Howard Sinclair, Chief Executive of St Mungo’s, said: “While the shocking rise in rough sleeping that we have seen in recent years has stopped, a closer look at the figures makes it clear that rough sleeping remains a national crisis.

“With more and more people dying on our streets or while homeless, it is also a matter of life and death.

“Rough sleeping is preventable, and these tragic deaths can be stopped. But to do that, we need further urgent action, not only to provide emergency support for those sleeping rough now, but also to reverse the years of cuts that have devastated the support services that help people to move on from rough sleeping, or to avoid homelessness in the first place.

“It is worrying that rough sleeping in London is still on the rise. The increase in the number of people sleeping rough from non-UK EU nationals in the capital demonstrates the need for immediate and tailored solutions for this particularly vulnerable group who often face restricted access to welfare and other vital support services.”

He continued: “The Government’s Rough Sleeping Strategy is a welcome first step towards helping people in need on our streets.

“But with the number of people sleeping rough falling just 2% last year, these figures clearly show that a much greater effort is needed if the Government is serious about meeting its commitment to halve rough sleeping by 2022, and end it by 2027.

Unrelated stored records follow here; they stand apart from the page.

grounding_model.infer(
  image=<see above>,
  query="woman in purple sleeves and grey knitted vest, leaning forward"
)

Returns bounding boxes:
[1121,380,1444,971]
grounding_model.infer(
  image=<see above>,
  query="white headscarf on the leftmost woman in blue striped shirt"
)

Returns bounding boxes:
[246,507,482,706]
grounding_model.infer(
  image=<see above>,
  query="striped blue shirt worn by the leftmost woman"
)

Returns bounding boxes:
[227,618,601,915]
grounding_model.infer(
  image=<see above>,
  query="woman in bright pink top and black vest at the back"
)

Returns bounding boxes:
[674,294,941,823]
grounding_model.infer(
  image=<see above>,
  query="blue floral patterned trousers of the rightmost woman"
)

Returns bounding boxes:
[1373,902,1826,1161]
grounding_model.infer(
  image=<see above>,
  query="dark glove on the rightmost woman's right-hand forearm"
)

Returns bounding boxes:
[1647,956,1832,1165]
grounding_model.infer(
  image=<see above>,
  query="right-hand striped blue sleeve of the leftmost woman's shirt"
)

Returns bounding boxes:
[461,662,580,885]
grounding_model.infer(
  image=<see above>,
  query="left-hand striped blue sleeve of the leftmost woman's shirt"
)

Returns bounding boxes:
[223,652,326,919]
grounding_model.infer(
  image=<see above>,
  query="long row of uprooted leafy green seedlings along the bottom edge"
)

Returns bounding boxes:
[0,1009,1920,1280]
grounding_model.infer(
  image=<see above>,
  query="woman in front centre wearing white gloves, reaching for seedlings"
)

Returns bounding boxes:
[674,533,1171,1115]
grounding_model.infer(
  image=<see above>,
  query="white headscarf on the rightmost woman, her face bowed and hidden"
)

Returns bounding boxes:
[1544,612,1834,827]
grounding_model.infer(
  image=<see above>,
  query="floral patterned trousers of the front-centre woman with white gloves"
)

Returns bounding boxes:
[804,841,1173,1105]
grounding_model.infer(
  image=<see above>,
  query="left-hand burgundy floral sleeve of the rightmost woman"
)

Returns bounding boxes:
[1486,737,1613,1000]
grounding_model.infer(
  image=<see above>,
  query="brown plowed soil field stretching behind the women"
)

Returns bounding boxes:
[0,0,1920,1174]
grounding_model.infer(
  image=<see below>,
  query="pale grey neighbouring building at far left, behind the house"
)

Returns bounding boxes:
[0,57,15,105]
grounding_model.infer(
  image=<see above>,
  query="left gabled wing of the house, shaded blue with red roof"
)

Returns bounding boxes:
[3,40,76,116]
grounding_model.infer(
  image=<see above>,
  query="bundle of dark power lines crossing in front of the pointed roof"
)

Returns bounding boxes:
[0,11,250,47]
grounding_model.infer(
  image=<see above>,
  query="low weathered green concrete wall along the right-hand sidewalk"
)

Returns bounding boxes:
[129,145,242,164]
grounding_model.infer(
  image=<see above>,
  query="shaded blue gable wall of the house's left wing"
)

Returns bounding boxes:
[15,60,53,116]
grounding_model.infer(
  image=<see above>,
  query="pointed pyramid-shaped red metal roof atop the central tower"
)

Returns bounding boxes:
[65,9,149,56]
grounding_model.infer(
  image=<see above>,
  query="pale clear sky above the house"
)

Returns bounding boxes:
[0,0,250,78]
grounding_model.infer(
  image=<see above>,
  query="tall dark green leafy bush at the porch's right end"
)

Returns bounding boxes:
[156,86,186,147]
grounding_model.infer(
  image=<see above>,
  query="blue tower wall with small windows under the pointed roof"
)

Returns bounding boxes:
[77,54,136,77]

“Resources need to be focussed not just on helping people move off the streets, but also on the long term housing and support they need to build a life away from rough sleeping.

“Otherwise we will continue to see vulnerable people returning to our streets.”

Chief executive of Crisis, Jon Sparkes said: “It’s a damning reflection of our society that night after night, so many people are forced to sleep rough on our streets, with numbers soaring in the capital.”

Charities have also warned that the latest government figures may just be the tip of the iceberg, with the true number of people sleeping rough likely to be far higher than official statistics suggest.

Denise Hatton, YMCA England & Wales, Chief Executive said: “Although there was a slight fall in people sleeping rough in England last year, the number has still significantly increased since 2010, with a worrying amount of young people on the streets.

“These figures are only a single night’s snapshot, with the reality being much higher and do not take into consideration the number of hidden homeless.

“We have welcomed the Government’s pledge to help improve services to rough sleepers but without action tackling issues such as high rents, lack of social housing and immediate intervention when people become homeless, the situation is only going to get worse.

“It is unimaginable that any young person is forced to sleep out and our YMCAs continue to be approached by young people who are on the streets and have nowhere else to turn.”